I don't doubt that Lucy can drink copious amounts of alcohol with nary a misplaced foot or word. Increased tolerance is a hallmark of alcoholism. Neither do I doubt that drinking makes Lucy less irritable with her kids. Nothing soothes an alcoholic's agitation more quickly than a drink.

But here's the rub. And I say this with love: We're kidding ourselves if we think that our addiction to any mood-altering drug or activity isn't affecting our kids. And we're dangerously deluded if we conclude that it can actually improve our parenting.

By the way, this was me to a T. My own kids were in junior high and high school when I spiraled into alcoholism. I clung like a cat on a curtain to this idea that what my kids didn't know couldn't hurt them, but if I didn't get to drink, I just might.

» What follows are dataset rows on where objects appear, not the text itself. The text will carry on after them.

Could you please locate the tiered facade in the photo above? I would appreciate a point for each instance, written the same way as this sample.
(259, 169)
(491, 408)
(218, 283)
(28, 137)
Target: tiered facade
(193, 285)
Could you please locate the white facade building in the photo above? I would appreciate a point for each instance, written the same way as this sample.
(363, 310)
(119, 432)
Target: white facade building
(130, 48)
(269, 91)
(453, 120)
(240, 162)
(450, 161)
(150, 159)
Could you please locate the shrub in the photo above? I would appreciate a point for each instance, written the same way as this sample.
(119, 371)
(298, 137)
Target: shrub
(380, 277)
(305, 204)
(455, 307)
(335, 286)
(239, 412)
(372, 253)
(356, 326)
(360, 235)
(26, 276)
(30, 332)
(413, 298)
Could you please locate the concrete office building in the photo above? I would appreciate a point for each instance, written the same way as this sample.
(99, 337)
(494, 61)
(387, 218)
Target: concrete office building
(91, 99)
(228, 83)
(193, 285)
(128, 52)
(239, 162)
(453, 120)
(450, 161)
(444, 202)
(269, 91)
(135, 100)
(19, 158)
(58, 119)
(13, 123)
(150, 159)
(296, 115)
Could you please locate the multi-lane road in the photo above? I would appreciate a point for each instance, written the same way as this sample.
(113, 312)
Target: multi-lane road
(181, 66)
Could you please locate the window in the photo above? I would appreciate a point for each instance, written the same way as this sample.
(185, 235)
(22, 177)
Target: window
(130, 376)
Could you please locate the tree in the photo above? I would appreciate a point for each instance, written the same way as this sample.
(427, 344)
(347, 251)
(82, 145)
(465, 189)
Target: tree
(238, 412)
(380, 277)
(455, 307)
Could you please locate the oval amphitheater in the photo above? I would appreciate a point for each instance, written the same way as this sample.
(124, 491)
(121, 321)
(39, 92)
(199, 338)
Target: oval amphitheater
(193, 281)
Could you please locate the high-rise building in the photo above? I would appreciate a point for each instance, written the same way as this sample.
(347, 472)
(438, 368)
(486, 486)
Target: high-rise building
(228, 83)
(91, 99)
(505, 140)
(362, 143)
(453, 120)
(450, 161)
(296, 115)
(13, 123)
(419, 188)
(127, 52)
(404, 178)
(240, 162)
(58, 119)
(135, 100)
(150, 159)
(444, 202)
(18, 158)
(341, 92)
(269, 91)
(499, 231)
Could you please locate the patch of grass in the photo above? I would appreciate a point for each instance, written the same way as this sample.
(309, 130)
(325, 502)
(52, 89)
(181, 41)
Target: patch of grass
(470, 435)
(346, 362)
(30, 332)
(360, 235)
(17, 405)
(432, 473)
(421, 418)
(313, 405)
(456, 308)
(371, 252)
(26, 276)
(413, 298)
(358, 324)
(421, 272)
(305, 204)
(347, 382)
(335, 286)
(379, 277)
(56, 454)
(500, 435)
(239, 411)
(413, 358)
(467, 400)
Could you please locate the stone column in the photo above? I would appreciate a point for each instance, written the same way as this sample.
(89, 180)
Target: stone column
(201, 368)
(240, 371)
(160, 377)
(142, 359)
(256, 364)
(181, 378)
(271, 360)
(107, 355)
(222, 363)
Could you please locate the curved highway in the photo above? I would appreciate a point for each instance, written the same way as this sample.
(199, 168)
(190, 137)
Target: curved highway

What I failed to reckon was that kids sense it in their bones when you are not fully present. They know you're numbing your feelings and some part of you has gone missing, even if they can't put it into words until later. My kids were grown before they could name the myriad ways alcohol robbed them of Mom.

Of course, many addicted moms aren't so subtle in the havoc they wreak. I know plenty who have lost custody of their kids because of drugs or alcohol.

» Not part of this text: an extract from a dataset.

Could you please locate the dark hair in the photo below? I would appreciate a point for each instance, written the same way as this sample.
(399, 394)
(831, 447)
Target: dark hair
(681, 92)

Ironically, though, it's those of us with the wherewithal to work hard to try to manage our drinking who often stay stuck the longest. We high-functioning, fine-winos take first place in rationalization and image management, but we're the last to reach for help.

I suffered for twelve long years before I finally admitted my life was unmanageable and got into recovery. Since then, I've struggled to name and grieve the losses -- conversations I never had with my kids, intimate moments we never shared --because I don't even know what I missed.

I like to think I would have done better if I had known better.

And what about all those moms who aren't alcoholics? Should they be worried about how their drinking impacts their kids? One mother wrote to ask, "If I'm not an alcoholic, getting visibly drunk, or neglecting my kids, is there really any harm in drinking quite a bit?"

I don't have a good answer. Partly because "harm" is hard to measure, and do no harm is a pretty poor standard for parenting. But I think we can all agree that a mom doesn't have to be alcoholic to drink to excess, set a bad example or become emotionally unavailable.

We can also agree that moms have the hardest job on the planet. I'm the last to begrudge them a cocktail or two when they want them. I know plenty of great, loving parents who drink on a regular basis, and do so responsibly.

If you're one of those moms, I raise my glass of sparkling water to toast you!

But if you're not so sure, it's never too late reach for help. More important, it's never too soon.